Charlie shook his head.
Coach Lutz stared at him, then said, “Don’t you realize you did a front one and a half?”
“No, sir.” Charlie knew to say “sir” and “ma’am” if he was in trouble.
There was a long pause. Coach Lutz said, “Most kids, I wouldn’t believe them, Charlie, but you I believe.”
Then he said, “It was a good one, too. But don’t do it again.”
Only then did he smile.
After that, going to diving class was like putting himself in a box and closing the lid. He did exactly as he was told and just the way he was told to do it.
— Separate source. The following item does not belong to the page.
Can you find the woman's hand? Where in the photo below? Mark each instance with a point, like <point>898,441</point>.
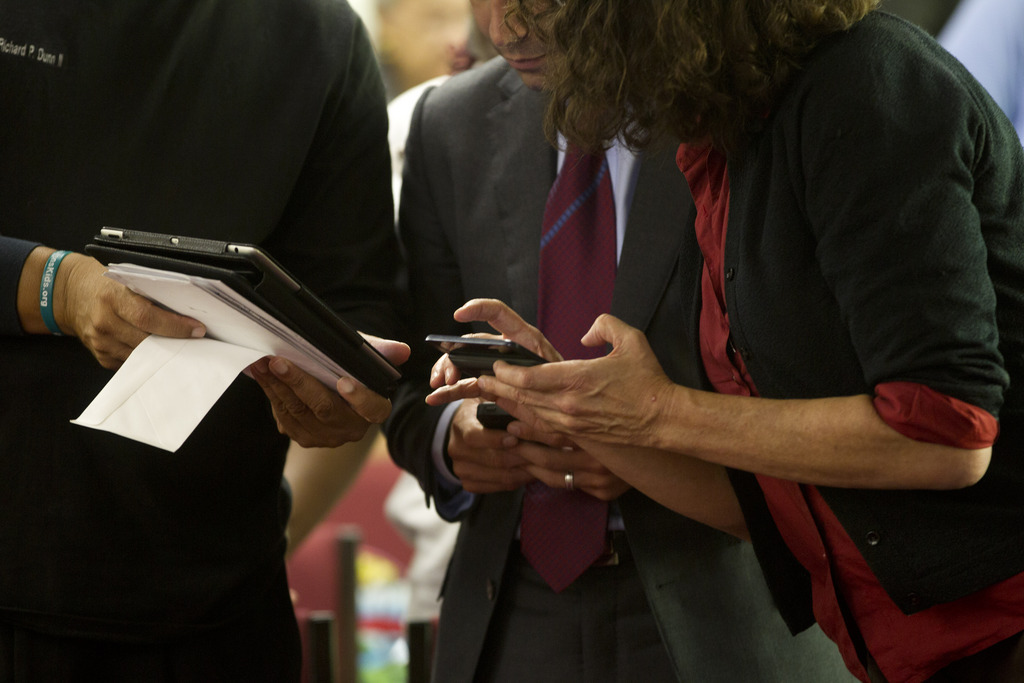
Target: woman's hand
<point>615,399</point>
<point>448,382</point>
But the day would come, like Christmas, when he would be allowed to open the box, and the rolls and twists would fill him with that sense, again, that he knew everything and nothing at the exact same time, that between the sight of his foot and the feeling of the water there would be an intoxicating mystery, and that was the only thing in this world that he wanted.
—
MICHAEL GOT IT into his mind that the best place to take girls was down to New Hope, where the queers had these great dance clubs, like the Prelude. Richie didn’t object — the sound system was top-of-the-line loud, the mirror lights were flashing, the dance floor was big, and girls could wear great outfits and get plenty of compliments. If you didn’t mind queers that much and kept your elbows up in the john, that part was fine, and there were also plenty of poppers, which made for an even better time. Sometimes Michael went without Richie, but they didn’t have to go everywhere together, and they weren’t living together. Michael worked for Mr. Upjohn as a runner on the trading floor; Richie worked for Mr. Rubino, updating commercial listings and answering the phone. Michael made fifteen hundred dollars a month, and Richie made sixteen hundred.